I looked at each of them again.
“Just like it’s me now,” I turned my gaze on the person who had accompanied me and the General, “and the poor innocent woman from upstairs,” I said, holding his gaze for even longer. “I know what you think you’re doing. Hell, a week ago I was one of you, believed as strongly as you do now. But this isn’t the way.”
“Take the shot!” the General screamed.
I looked at them, and as I did, the sound of my heartbeat, the rush of blood through my body drowned out everything else except the feeling of Jordan’s fingers clenched around my shirt. I expected the bullets, tried to imagine the pain in my shoulder multiplied by a million and then the silence that would follow.
And I waited, gun pressed against the General’s temple, my earlier promise that he would go with us not an idle threat.
And waited.
And there was nothing
“Take the goddamn shot,” the General said in his most commanding tone.
Still there was nothing.
The sharp elbow pulled me back to the present, and the next thing, I knew the General again had his thumb pressed against my wound and used his other hand to wrestle the gun away. I held my grip tight, but every muscle in my body went rigid as the gun waved wildly, perilously close to Jordan.
“Jordan, go,” I said, and she rushed away, crouching in a nearby corner.
The General pushed my arm with his full force, attempting to train the gun on her, so I let it go, the metal against the concrete loud in the confined space. I kicked it away.
And then I attacked.
The General was strong, wily, but he was out of practice, and I soon had him.
“You can still live,” I said, fingers wrapped around his throat.

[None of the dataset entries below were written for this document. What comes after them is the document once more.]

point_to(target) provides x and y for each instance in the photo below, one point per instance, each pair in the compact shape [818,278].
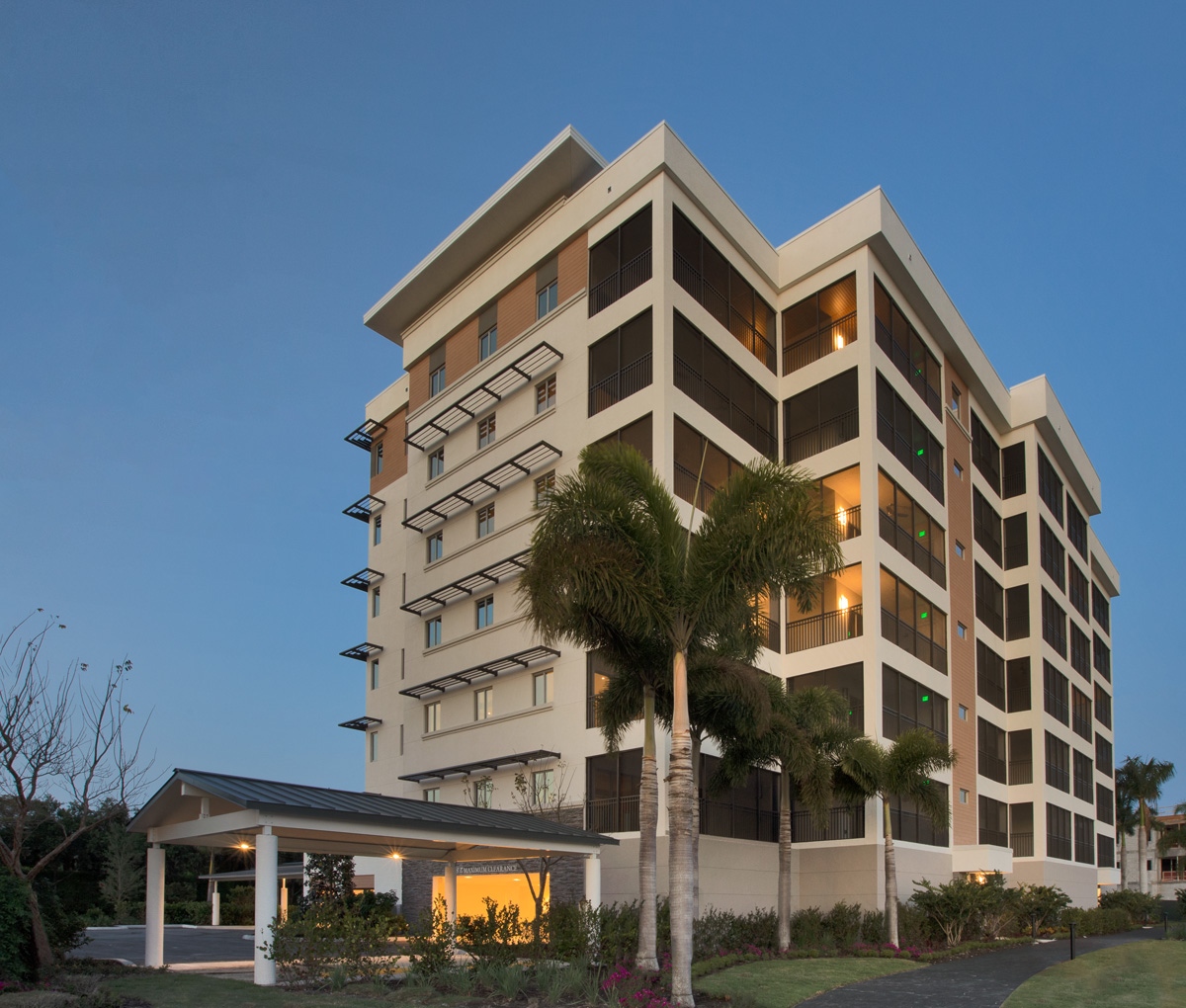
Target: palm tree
[1144,781]
[806,735]
[611,556]
[904,769]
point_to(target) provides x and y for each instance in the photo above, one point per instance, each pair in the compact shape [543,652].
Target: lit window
[486,431]
[546,395]
[483,704]
[487,343]
[433,632]
[546,300]
[483,794]
[485,521]
[485,611]
[544,487]
[437,380]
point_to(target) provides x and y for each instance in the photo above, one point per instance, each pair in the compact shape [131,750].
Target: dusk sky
[200,201]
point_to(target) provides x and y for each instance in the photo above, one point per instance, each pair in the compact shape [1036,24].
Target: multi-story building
[635,301]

Instead of responding, he shoved his thumb deeper, and I cried out from the pain.
His answer was clear.
And so was mine.
I crushed my hands around his throat, felt the bones snap, heard his low wheeze, and then felt the slackening of his hands, and then the rest of his body, as he went limp.
I let him drop and then stared down at his lifeless form.

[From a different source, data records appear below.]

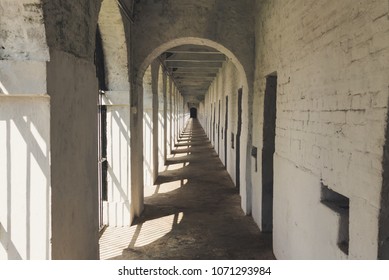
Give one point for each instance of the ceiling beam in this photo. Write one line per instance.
(192, 64)
(210, 57)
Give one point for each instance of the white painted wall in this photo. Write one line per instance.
(331, 110)
(117, 208)
(227, 83)
(148, 150)
(25, 184)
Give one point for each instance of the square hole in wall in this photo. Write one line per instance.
(341, 205)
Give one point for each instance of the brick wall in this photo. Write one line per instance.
(331, 59)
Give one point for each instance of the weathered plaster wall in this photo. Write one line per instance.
(71, 26)
(117, 100)
(226, 84)
(72, 86)
(25, 183)
(25, 195)
(22, 33)
(331, 62)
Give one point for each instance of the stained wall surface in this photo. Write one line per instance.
(331, 62)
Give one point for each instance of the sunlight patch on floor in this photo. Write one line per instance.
(115, 239)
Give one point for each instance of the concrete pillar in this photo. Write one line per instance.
(155, 66)
(117, 208)
(72, 86)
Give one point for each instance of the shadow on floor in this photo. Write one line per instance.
(193, 212)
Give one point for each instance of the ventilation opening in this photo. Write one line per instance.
(341, 205)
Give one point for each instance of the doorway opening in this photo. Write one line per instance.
(238, 133)
(225, 133)
(383, 249)
(269, 133)
(102, 129)
(193, 113)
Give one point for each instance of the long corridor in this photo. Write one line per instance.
(192, 212)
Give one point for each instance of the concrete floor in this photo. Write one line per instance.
(193, 212)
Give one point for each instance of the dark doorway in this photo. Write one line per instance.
(193, 113)
(238, 133)
(218, 131)
(102, 127)
(225, 133)
(214, 123)
(383, 249)
(269, 133)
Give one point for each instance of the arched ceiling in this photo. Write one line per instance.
(193, 68)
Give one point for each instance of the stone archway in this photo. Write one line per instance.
(137, 183)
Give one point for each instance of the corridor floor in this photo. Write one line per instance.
(193, 212)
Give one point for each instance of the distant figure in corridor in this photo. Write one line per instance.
(193, 113)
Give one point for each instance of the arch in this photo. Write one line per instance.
(193, 112)
(191, 41)
(245, 164)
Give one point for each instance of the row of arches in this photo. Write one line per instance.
(82, 145)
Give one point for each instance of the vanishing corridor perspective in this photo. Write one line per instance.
(182, 129)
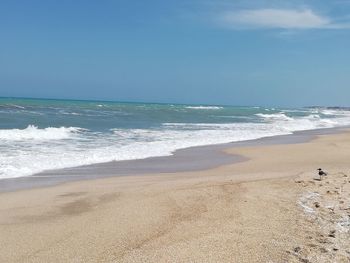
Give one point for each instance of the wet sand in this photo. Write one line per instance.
(270, 207)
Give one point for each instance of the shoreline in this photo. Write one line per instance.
(270, 208)
(190, 159)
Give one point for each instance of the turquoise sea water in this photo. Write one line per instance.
(39, 134)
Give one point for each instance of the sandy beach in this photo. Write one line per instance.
(271, 207)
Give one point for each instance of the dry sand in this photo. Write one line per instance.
(270, 208)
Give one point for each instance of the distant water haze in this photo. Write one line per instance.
(38, 134)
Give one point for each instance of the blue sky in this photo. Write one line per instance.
(280, 53)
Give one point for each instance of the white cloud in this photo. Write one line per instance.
(278, 19)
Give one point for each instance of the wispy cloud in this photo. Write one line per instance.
(279, 19)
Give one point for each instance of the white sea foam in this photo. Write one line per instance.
(34, 133)
(275, 116)
(204, 107)
(32, 150)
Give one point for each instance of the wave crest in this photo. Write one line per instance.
(34, 133)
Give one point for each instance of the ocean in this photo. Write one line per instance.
(39, 134)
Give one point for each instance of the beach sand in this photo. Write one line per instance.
(269, 208)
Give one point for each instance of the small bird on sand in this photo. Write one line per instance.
(321, 173)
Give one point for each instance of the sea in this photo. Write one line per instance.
(44, 134)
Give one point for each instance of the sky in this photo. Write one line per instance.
(256, 52)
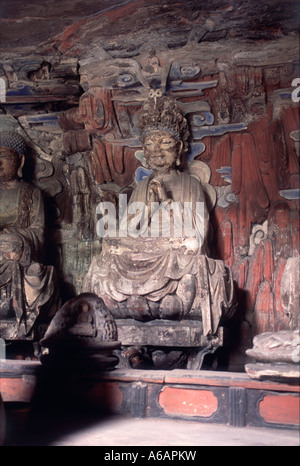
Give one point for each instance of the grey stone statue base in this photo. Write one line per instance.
(165, 344)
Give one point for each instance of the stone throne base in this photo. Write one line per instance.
(165, 344)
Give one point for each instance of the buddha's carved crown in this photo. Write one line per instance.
(13, 140)
(163, 113)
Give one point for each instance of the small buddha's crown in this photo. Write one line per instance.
(13, 140)
(160, 112)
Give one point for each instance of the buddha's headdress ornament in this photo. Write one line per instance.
(14, 141)
(160, 112)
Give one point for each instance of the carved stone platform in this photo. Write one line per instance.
(203, 396)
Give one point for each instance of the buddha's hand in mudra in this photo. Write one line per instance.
(157, 191)
(11, 247)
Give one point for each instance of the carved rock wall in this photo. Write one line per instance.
(80, 117)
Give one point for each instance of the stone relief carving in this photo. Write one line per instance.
(28, 288)
(158, 276)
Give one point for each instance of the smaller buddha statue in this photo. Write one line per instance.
(156, 270)
(28, 292)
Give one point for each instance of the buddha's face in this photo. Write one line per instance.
(162, 150)
(9, 164)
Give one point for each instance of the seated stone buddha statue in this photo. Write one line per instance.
(157, 265)
(27, 288)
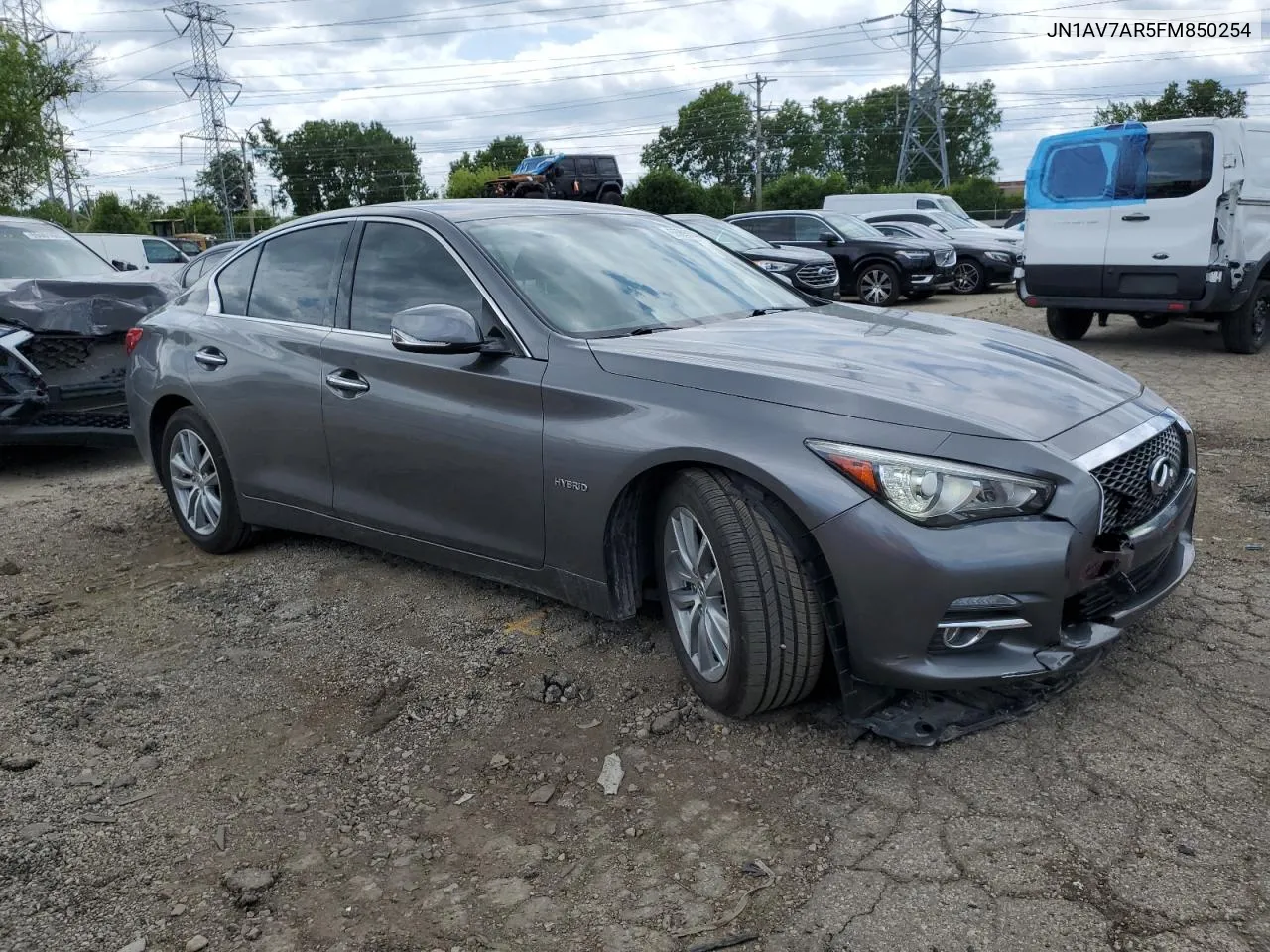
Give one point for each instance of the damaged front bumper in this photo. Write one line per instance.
(62, 389)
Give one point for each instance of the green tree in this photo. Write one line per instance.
(325, 164)
(112, 216)
(30, 84)
(1201, 99)
(239, 180)
(470, 182)
(503, 153)
(710, 143)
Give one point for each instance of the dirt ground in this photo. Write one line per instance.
(313, 748)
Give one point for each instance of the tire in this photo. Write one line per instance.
(1066, 324)
(969, 277)
(1243, 331)
(775, 624)
(187, 436)
(880, 282)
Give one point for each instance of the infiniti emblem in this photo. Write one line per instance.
(1161, 475)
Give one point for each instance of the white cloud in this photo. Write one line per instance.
(588, 73)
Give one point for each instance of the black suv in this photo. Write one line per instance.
(874, 268)
(575, 178)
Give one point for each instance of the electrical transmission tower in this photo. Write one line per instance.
(758, 84)
(27, 19)
(208, 28)
(924, 127)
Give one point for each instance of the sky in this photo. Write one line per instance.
(593, 75)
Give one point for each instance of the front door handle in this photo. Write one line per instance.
(211, 358)
(347, 382)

All of the air squeezed from my lungs, and the room went silent, eerie in its calm. I turned, slowly, looking at the men in the room, trying to convey that I was in no way a threat. And then, moving as quickly as I dared, I went to Jordan.
Her face was impassive, but her eyes were haunted. But they were also clear, focused, a sign that if nothing else, the blow to her head hadn’t been too damaging. At least not physically. When I lifted my hands toward her, she jumped back. It was understandable, given all that had happened today. But it stung.